The difference between constructing something and recognizing it, or between proving and checking, or between producing and criticizing, and so on...
Why this shouldn’t work? What’s the epistemic failure mode being pointed at here?
While you can “cry wolf” in maybe useful ways, you can also state your detailed understanding of each specific situation as it arises and how it specifically plays into the broader AI risk context.
As impressive as ChatGPT is on some axes, you shouldn’t rely too hard on it for certain things because it’s bad at what I’m going to call “board vision” (a term I’m borrowing from chess).
How confident are you that you cannot find some agent within ChatGPT with excellent board vision through more clever prompting than what you’ve experimented with?
As a failure mode of specification gaming, agents might modify their own goals.
As a convergent instrumental goal, agents want to prevent their goals to be modified.
I think I know how to resolve this apparent contradiction, but I’d like to see other people’s opinions about it.
I’m going to re-ask all my questions that I don’t think have received a satisfactory answer. Some of them are probably basic, some other maybe less so:
I am trying to figure out what is the relation between “alignment with evolution” and “short-term thinking”. Like, imagine that some people get hit by magical space rays, which make them fully “aligned with evolution”. What exactly would such people do?
I think they would become consequentialists smart enough that they could actually act to maximize inclusive genetic fitness. I think Thou Art Godshatter is convincing.
But what if the art or the philosophy makes it easier to get laid? So maybe in such case they would do the art/philosophy, but they would feel no intrinsic pleasure from doing it, like it would all be purely instrumental, willing to throw it all away if on second thought they find out that this is actually not maximizing reproduction?
Yeah that’s what I would expect.
How would they even figure out what is the reproduction-optimal thing to do? Would they spend some time trying to figure out the world? (The time that could otherwise be spent trying to get laid?) Or perhaps, as a result of sufficiently long evolution, they would already do the optimal thing instinctively? (Because those who had the right instincts and followed them, outcompeted those who spent too much time thinking?)
I doubt that being governed by instincts can outperform a sufficiently smart agent reasoning from scratch, given sufficiently complicated environment. Instincts are just heuristics after all...

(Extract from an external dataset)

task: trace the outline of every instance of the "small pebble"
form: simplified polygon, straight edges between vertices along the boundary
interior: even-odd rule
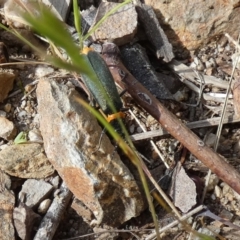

But would that mean that the environment is fixed? Especially, if the most important part of the environment is other people? Maybe the humanity would get locked in an equilibrium where the optimal strategy is found, and everyone who tries doing something else is outcompeted; and afterwards those who do the optimal strategy more instinctively outcompete those who need to figure it out. What would such equilibrium look like?
Ohhh interesting, I have no idea… it seems plausible that it could happen though!

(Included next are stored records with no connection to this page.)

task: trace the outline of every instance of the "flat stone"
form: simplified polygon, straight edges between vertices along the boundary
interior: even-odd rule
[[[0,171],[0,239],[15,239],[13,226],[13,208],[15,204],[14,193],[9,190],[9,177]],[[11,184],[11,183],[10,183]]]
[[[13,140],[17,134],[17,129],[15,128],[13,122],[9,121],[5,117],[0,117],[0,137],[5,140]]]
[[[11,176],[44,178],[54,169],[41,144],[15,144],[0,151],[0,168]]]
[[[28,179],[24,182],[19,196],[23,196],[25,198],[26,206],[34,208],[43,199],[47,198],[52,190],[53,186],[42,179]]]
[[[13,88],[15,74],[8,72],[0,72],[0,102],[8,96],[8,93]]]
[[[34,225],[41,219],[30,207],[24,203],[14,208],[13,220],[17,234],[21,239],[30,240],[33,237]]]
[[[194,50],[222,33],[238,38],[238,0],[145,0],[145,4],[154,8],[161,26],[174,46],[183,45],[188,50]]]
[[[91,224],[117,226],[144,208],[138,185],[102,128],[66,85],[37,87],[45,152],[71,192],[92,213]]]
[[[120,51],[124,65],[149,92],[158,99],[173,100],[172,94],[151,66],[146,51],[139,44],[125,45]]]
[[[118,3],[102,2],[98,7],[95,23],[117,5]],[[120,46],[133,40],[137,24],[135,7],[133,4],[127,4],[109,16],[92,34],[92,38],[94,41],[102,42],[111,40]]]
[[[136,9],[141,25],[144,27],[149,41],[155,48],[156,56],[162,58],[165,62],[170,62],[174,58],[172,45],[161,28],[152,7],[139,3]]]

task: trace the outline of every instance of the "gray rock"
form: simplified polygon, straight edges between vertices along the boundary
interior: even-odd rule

No, I mean “humans continue to evolve genetically, and they never start self-modifying in a way that makes evolution impossible (e.g., by becoming emulations).”
From a purely utilitarian standpoint, I’m inclined to think that the cost of delaying is dwarfed by the number of future lives saved by getting a better outcome, assuming that delaying does increase the chance of a better future.
That said, after we know there’s “no chance” of extinction risk, I don’t think delaying would likely yield better future outcomes. On the contrary, I suspect getting the coordination necessary to delay means it’s likely that we’re giving up freedoms in a way that may reduce the value of the median future and increase the chance of stuff like totalitarian lock-in, which decreases the value of the average future overall.
I think you’re correct that there’s also to balance the “other existential risks exist” consideration in the calculation, although I don’t expect it to be clear-cut.